Greeks return to the polls Sunday in the new general elections, monitored with anxiety across Europe and beyond, which takes the shape of a referendum vote for or against the euro, writes AFP. The consequences of this crucial election which, by contagion, could destabilize the euro area, will be weighed immediately after by rich and emerging powers during the G20 summit, which will take part on Monday and Tuesday in Los Cabos, southwestern Mexico.
All EU leaders and U.S. President Barack Obama warned the nine million Greek voters of the consequences of their vote for themselves, and for the euro area. “To be or not be in the euro area? This is the question,” said Greek Prime Minister Lucas Papademos, paraphrasing Hamlet, in Shakespeare’s tragedy, more than an ancient Greek tragedy, to summarize the “real dilemma” for Sunday. With just one day before the election, held after the inconclusive May 6 election, the right and left radical are fighting side by side to take the reins of a country in deep recession and social crisis, which became “the sick” of the European Union (EU).
Some polls show Antonis Samaras, aged 61, leader of the conservative New Democracy (ND) with a minimum advantage, in front of Alexis Tsipras, aged 37, leader of SYRIZA block, according to an expert. Showing a hesitant tendency hesitant on Friday, the Athens Stock Exchange Thursday recorded a jump of 10.1%, but without managing to recover from the fall recorded since May 6. Samaras presents itself as the guarantor of maintaining Greece in the euro area, while wanting to renegotiate the “memorandum” – the austerity plan negotiated with international lenders in exchange for financial aid. He emphasized on his campaign that “these elections’ stakes are clear: euro or drachma, coalition Government or non-government.”

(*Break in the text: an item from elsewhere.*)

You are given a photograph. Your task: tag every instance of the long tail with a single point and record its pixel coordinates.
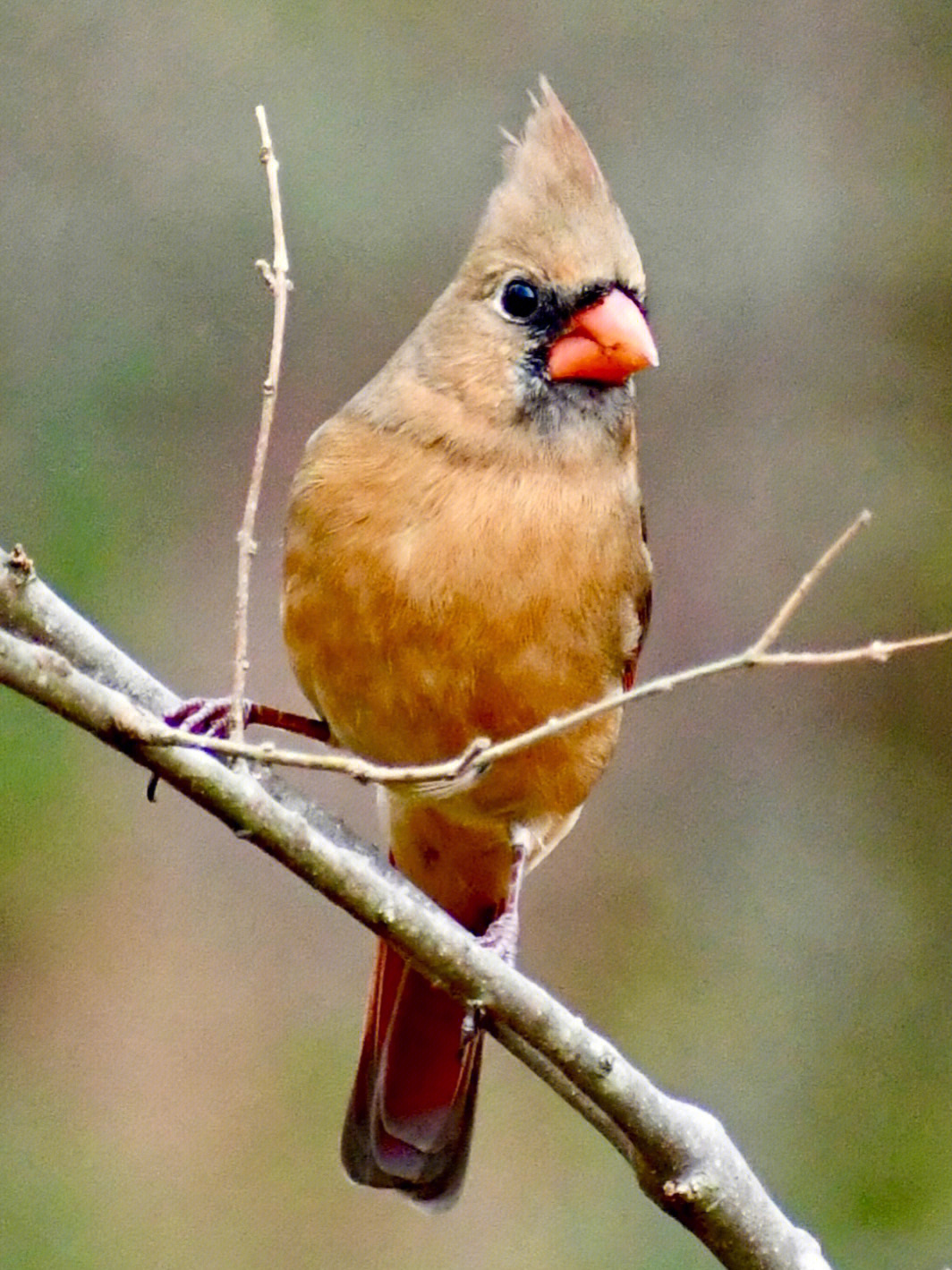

Samaras, a conservative who is both nationalist and a politician that wants Greece in the eurozone did not exclude the possibility, if not getting a majority, to form a coalition with other right-wing parties, but also the socialists of PASOK. His left-wing rival, more charismatic but feared by the financial markets, says that it must put an end to the “memorandum” signed by the traditional parties” that were told what to do by the creditors. He offered himself a ten-day term after winning the election to have a “real and tough” renegotiation with the EU at the European summit that will be held in Brussels on 28 and 29 June.
“I hope that the parties will cooperate. That everyone will be united,” said Michalis Vlavianos, aged 77, who barely manages to live with a monthly pension of 630 euros.
Although Europeans, especially German Chancellor Angela Merkel, shown intransigence in messages addressed to Greece, Athens hopes more than ever at a margin of negotiations and to a support for economic growth. “The terms of compromise, to be signed by the end of September, will target a further delay of two years in the sanitation budget,” told AFP a former adviser to Papademos, who has run the country since May.
In two years, Greece was granted a massive aid totaling 347 billion euros – consisting of two loans, totaling 110 and respectively 130 billion dollars by 2015, but also a debt wipe out worth 107 billion euros – equivalent to one and a half its GDP.
Throwing the country into the fog, causing dismay in Europe and the suspension of the “temporary” payment of 2.6 billion euros of aid, the May 6 elections has not led to a majority or a coalition. Since then, Greece seems that they are on the brink of bankruptcy, and the financial numbers show a tough situation, namely a GDP down 6.5%, unemployment at 22.6%, a hemorrhage of bank deposits and public accounts that could be empty by mid-July.
The scenario of a possible exit of Greece from the euro area – a hypothesis rejected by 80% of Greeks – has become more insistent in European circles and world financial circles, after May 6. The last in a series, completed in early June by Deutsche Bank, provides details about what would mean the high risk period of time after stopping the payments “at the end of June or early July”: sessions of Parliament at the weekend, control over capital flows and withdrawals of bank deposits, restoring the role of the Bank of Greece, issuing a currency devalued by at least 50%.